At Detroit Auto Show, carmakers unveil new high-performance models
GWEN IFILL: Five years ago, two of the largest auto manufacturers, GM and Chrysler, were on the brink. The Bush and Obama administrations offered them critical lifelines of cash, tens of billions of dollars, most of which has since been repaid.
In the wake of the crisis, carmakers said they would change the kinds of vehicles they were selling, reducing their size and increasing fuel-efficiency. And, to some extent, that is happening.
But, in Detroit this week, the industry also returned to some of its old high-powered old form.
Hari is back with that story.
MAN: Ladies and gentlemen, introducing the big nasty, the 2015 Corvette Z06.
HARI SREENIVASAN: Detroit puts its best new offerings on stage each year at the North American International Auto Show, previewing concept cars that may never be made, alongside those that car-lovers can expect to see in showrooms in the coming years.
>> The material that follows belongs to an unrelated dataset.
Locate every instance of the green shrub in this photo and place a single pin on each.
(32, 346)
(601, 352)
Vice President Joe Biden was among the enthusiasts today as Chevrolet rolled out the new Corvette.
VICE PRESIDENT JOE BIDEN: Now, you know, that old Corvette, that rear end, it wasn't what you would call stable, right?
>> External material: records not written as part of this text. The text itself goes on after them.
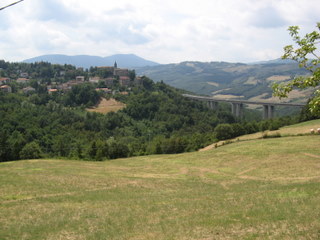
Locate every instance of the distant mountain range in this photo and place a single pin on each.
(229, 80)
(220, 79)
(85, 61)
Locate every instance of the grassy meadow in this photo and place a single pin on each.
(259, 189)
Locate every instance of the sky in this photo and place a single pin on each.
(165, 31)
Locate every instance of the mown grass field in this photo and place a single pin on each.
(106, 106)
(260, 189)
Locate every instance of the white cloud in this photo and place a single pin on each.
(164, 31)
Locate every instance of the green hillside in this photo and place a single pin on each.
(259, 189)
(227, 79)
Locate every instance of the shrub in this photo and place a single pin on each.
(31, 151)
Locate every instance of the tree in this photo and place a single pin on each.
(224, 131)
(307, 55)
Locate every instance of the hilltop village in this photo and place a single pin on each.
(58, 78)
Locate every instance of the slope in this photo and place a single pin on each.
(262, 189)
(221, 79)
(85, 61)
JOE BIDEN: But they tell me this new one, man, can take the Porsche. I'm counting on it.
HARI SREENIVASAN: And automakers seem to be counting on a new yearning for high-performance cars, after focusing more on smaller sedans and electric vehicles in recent years.
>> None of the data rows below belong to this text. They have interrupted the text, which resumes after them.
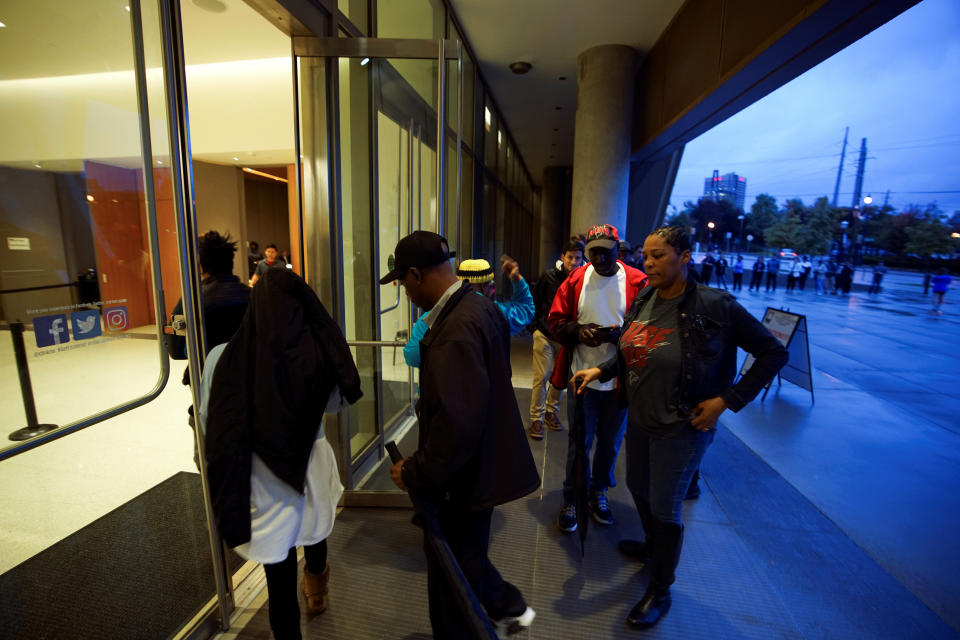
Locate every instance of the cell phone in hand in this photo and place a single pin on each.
(393, 451)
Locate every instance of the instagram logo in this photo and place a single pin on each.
(116, 319)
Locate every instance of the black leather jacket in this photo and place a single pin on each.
(712, 324)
RAJ NAIR, Ford Group: There you have it.
HARI SREENIVASAN: Trucks are also moving off dealers' lots. And at the auto show, manufacturers tried to spotlight redesigned models like Ford's F-150, which are lighter and more fuel-efficient.
RAJ NAIR: Overall, as much as 700 pounds of weight have been saved, helping the F-150 tow more, haul more, accelerate quicker, stop shorter, all with better gas mileage.
HARI SREENIVASAN: Ford and its competitors are racing to meet a surging demand for trucks, fueled partly by contractors buying more as them, as the housing industry picks up.
The new CEO of General Motors, Mary Barra, unveiled her company's new midsize pickup, the GMC Canyon, on Sunday.
MARY BARRA, General Motors: At today's GM, our products are the result of putting the customer at the center of everything we do.
HARI SREENIVASAN: Overall, the industry racked up strong sales gains in 2013, with more than 15 million vehicles sold. It's hoping to build on that performance in 2014.